# java, beat 95%, O(1) space solution

• very simple solution. The procedure is as following:

1. scan through the array
2. if the number should be at a position in front of the current position (smaller than the current index), swap the number to the correction position; if the new number at the current position is still smaller than the current index, keep on swapping
3. Now the array should be [1, 2, 3, ...] until the first missing positive number, find this number.

I've tested many cases, the numbers of swaps are always smaller than the length of the array. Any one help me to prove that this algorithm is O(n) time.

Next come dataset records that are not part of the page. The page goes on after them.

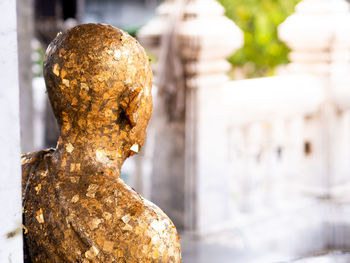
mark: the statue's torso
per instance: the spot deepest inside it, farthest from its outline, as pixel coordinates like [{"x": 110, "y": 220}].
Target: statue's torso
[{"x": 74, "y": 217}]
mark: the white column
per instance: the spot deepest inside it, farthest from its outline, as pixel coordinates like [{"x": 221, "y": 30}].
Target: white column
[
  {"x": 10, "y": 186},
  {"x": 206, "y": 38}
]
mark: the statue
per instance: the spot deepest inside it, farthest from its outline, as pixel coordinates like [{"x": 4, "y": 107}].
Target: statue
[{"x": 76, "y": 208}]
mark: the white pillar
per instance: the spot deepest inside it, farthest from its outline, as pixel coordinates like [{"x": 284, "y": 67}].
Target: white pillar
[
  {"x": 11, "y": 249},
  {"x": 206, "y": 38},
  {"x": 318, "y": 34}
]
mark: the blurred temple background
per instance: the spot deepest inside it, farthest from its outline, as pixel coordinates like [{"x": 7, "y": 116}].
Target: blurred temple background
[{"x": 248, "y": 148}]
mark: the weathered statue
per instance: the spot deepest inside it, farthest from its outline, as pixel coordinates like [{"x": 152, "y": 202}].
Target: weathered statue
[{"x": 76, "y": 208}]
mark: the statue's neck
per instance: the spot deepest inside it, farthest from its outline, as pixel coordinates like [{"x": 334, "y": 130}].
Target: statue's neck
[{"x": 94, "y": 154}]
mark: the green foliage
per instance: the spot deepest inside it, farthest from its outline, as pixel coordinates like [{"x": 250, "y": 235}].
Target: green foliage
[{"x": 262, "y": 50}]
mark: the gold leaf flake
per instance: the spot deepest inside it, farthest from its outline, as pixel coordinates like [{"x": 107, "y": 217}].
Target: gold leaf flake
[
  {"x": 75, "y": 199},
  {"x": 108, "y": 246},
  {"x": 91, "y": 253},
  {"x": 84, "y": 86},
  {"x": 135, "y": 148},
  {"x": 91, "y": 191},
  {"x": 69, "y": 147},
  {"x": 39, "y": 216},
  {"x": 93, "y": 224},
  {"x": 117, "y": 54},
  {"x": 37, "y": 188},
  {"x": 65, "y": 82}
]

``````public class Solution {
public int firstMissingPositive(int[] nums) {
int n = nums.length;
for (int i = 0; i < n; i++){
int num = nums[i];
while (num - 1 < i && num > 0 && nums[i] != nums[num -1]){
// swap(nums, num - 1, i);
nums[i] = nums[num - 1]
nums[num - 1] = num;

num = nums[i];
// print(i, nums);
}
}
for (int i = 0; i < n; i++){
if (nums[i] != i + 1)
return i + 1;
}
return n + 1;
}

}``````

• The run-time complexity of the algorithm depends upon the number of swaps required on the input. There are 2 critical observations here:

1. A swap ensures that at least one of the two elements involved in the swap (at least the element that initiates the swap - index i element) is at its rightful position, and
2. Once a number is at its rightful position/index, it's never swapped again.

Therefore, given that there are n elements, and every swap ensures that at least 1 elements is never swapped again, there are at most n swaps required.

Thus, the first loop in your code runs in O(n) time. The second loop is a simple traversal and also runs in O(n) time. Thus, total runtime of algorithm is O(n).